The NF-kB pathway Flashcards
which pathway alls the cell/organism to respond to environmental threats
NF-kB, p53 and HIF
what are the environmental changes that sets off the p53, NF-kB and HIF pathway
DNA damage, Infection, Hypoxia and physical stress
what pathway is set off by p53
DNA damage
what pathway is set off by NF-kB
Infection
what pathway is set off by HIF
Hypoxia
what are the cellular responses to these pathways
Gene expression, repair, programmed death and immune response
what is NF-kB
Nuclear factor of the kappa immunoglobulin light chain in B cells
what is the function Rel homology Domain (RHD)

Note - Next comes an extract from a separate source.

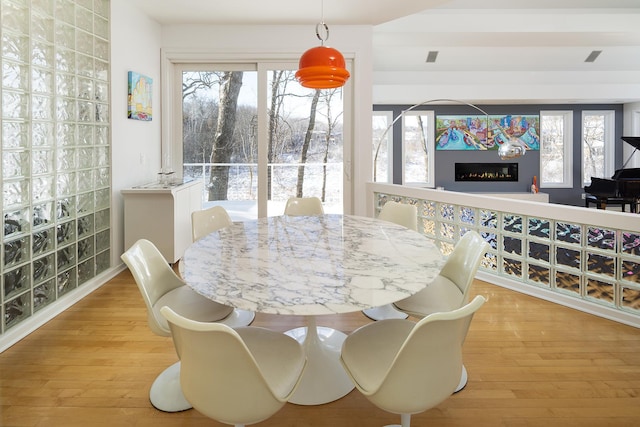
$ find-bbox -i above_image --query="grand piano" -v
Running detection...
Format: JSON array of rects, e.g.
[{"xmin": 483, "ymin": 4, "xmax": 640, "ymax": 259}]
[{"xmin": 584, "ymin": 136, "xmax": 640, "ymax": 213}]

encodes the DNA binding and dimerisation functions of NF-kB
what are the proteins proteolytically processed from the precursors p105 and p100
p50 and p52
T/F p105 is inducibly activated into p50
false it is generally constitutive where as p100 is inducible
NF-kB needs to _ to bind to DNA
dimerise
how can p100 and p105 function as a IkB-like inhibitor
contain ankyrin repeats in their C-termini
what are the non conserved transcriptional activation domain
TA1/TA2, TAD, SD1, SDII
what is a E3 ubiquitin ligase
a protein that facilitates the attachment of ubiquitin chains to a target protein
what is ubiquination
Ub is conjugated to proteins that are destined for degradation by an ATP-dependent process that involves three enzymes
how is a protein ubiquiniation started
- a chain of 5 Ub molecules attached to the protein substrate is sufficient for the complex to be recognised by the 26S proteasome
when 26S proteasome attaches to the protein, what happens next
after ATP dependent reactions occurs, Ub is removed and the protein is linearised and injected into the central core of the proteasome where it is digested to peptide
what happens to digested proteins after degradation from Ub
The peptides are degraded to amino acids by peptidases in the cytoplasm or used in antigen presentation
NF-kB is induced by
Inflammatory cytokines,
Bacterial products,
Viral proteins & infection, DNA-damage, Cell Stress
NF-kB regulates
The immune and inflammatory responses, Stress responses, Cell survival and cell death, Cell adhesion, Proliferation
how are they induced and how do they regulate all these things
This is accomplished through the
regulation of 100’s (possibly 1000’s) of NF-
κB gene targets - but not all at the same
time, in the same way in all cell types
what are the specific stimuli which binds to the ligand receptors on the cell
ionising radiation, cytokines - inflammatory cytokines tumour necrosis factor a (TNFa) and interleukin 1 (IL-1), growth factors, bacterial lipopolysaccharide (LPS) and hypoxia
when not induced, what is NF-kB form in the cell
in-active cytoplasmic complex, bound to its inhibitor protein IkB
upon cellular stimulation, IkB becomes _
phosphorylated which in most cases results in its ubiquinitnation and degradation from 26S proteasome.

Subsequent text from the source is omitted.